According to popular LinkedIn research, 80% of people “do not enjoy” or “strongly hate” their jobs. In 2010, the research said that 80% of people were “dissatisfied” with their jobs. The word “hate” seems really strong in light of doing something on a daily basis. In fact, I feel like a freak when I read this statistic because I love my job, as a Mediator.
Let me demystify what mediation is.
What is mediation?
It is an alternative dispute resolution mechanism where the goal is to resolve a conflict – but not in a winner versus looser manner. Conflict resolution is about reaching an understanding and letting go of our need to fight and be right. We can stop wasting so much energy on changing the other party, and instead learn a new communication style to enhance our lives.
Mediation is a model where if you are divorcing a spouse, you decide that you and your co-parent can focus on your family and make decisions using a third party that is right for your family. The Judge does not need to tell you what is best for your family, a Parent Evaluator does not have to judge who is the better or best parent. Both parents have equal access to the information, and both parents choose what is in their children’s best interest.
What is not to like about working through conflict as a neutral third party and assisting those in the room come to a “resolution” they can feel good about and live with? Often times people are actually able to start a great conversation and over time due to getting the misunderstanding and chaos out of the relationship’ and actually become amicable friends.
We often see this during the process of adoption mediation. An adoptive parent may arrive all nervous, assuming that the birth parent is going to judge them for not parenting their newly adopted child well. Come to find out, all the birth parent wants to say is, “Thank you for taking care of my child so well.”

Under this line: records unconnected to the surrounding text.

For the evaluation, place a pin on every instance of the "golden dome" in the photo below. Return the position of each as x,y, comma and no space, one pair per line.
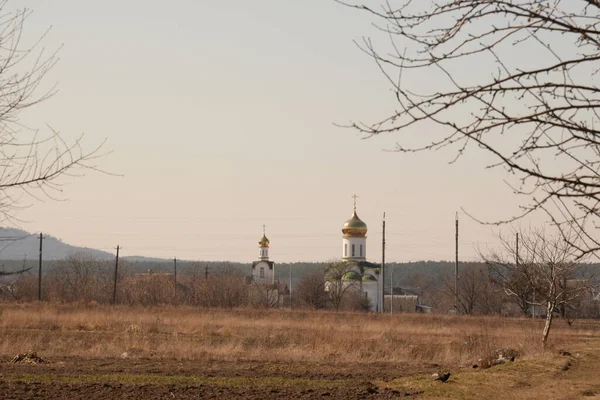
354,227
264,242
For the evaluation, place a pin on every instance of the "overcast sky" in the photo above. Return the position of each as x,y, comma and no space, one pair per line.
221,118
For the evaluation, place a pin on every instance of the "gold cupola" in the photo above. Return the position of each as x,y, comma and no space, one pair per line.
354,227
264,242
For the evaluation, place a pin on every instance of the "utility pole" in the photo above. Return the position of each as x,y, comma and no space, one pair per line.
40,270
456,270
175,278
382,272
391,289
116,277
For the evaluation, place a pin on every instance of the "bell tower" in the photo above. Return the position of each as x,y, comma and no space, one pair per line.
354,239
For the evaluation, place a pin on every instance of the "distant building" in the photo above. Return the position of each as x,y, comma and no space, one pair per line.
362,274
404,300
263,270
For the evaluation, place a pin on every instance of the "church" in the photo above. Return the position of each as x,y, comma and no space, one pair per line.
263,270
362,275
359,275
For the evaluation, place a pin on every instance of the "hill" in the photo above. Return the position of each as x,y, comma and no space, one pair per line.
17,244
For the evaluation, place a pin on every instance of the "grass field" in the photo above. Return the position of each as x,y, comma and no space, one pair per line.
101,352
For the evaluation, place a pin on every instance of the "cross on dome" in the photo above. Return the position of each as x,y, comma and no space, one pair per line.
355,197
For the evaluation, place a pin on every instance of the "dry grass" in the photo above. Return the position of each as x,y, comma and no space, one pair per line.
270,335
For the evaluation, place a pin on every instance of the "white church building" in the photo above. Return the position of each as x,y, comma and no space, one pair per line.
362,274
263,270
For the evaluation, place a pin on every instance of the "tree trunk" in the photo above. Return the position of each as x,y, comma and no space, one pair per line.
548,325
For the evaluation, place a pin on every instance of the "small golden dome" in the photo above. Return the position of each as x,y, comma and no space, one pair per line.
354,227
264,242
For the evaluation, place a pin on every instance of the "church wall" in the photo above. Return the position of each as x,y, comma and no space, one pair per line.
269,274
348,242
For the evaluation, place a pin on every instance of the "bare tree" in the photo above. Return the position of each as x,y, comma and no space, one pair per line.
547,263
264,295
32,162
311,291
515,78
80,277
340,278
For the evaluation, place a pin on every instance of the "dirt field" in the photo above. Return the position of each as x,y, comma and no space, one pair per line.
184,354
166,379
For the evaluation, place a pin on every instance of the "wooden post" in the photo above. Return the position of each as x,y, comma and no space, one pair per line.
116,277
456,269
382,272
40,270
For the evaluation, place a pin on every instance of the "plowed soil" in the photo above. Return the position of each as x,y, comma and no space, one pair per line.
73,378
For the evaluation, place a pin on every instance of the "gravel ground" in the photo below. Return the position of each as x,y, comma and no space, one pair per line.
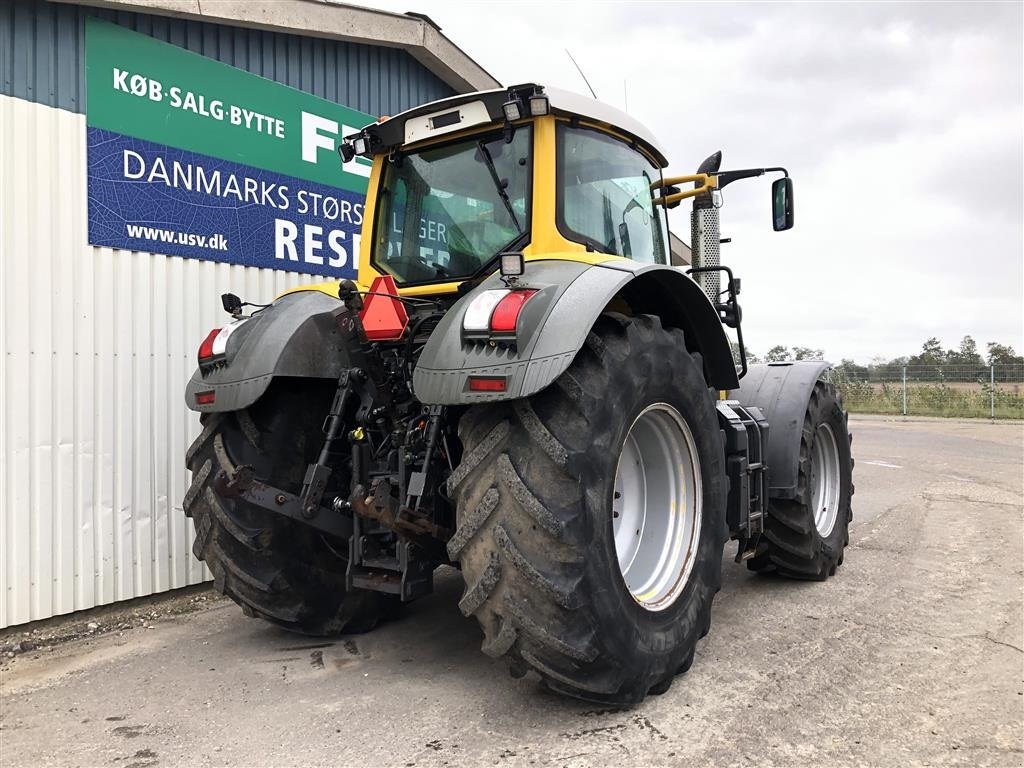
911,655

Or, “I knew I could not take care of my child the way my child deserved to be treated…”
What an awesome truth that needs to be communicated because that is too heavy of a message to keep inside one’s heart and mind! The adoptive parent is now able to capture that message and raise their adopted child better. Plus, the biological parent is able to take that freeing feeling with them, knowing that the miracle of their child’s birth was not for naught. Oftentimes great relationships start to be formed in this situation. Other times the relationship does not grow deeper than this, but both parties are empowered to go forward and live their lives less encumbered.
Mediation has long term affects for all parties involved. So often our stories were not meant to be an autobiography, but should instead be able to be a biography – told by a multitude of people in an inspiring, but different manner because the experience will mean different things to different people. And that is truly the art of resolution!
If you are willing to give peace a chance to reign in your current dispute, I would like you to think about trying a new way of living. Let someone else into your world, and open a wider perspective on your side of the story. This often takes a lot of courage and a time commitment. However, from my experience it is well worth the attempt. And who knows, you might even gain a great friend in the process.
One thing I can guarantee you is that you will know yourself better…and I have a feeling that to know you is to love you!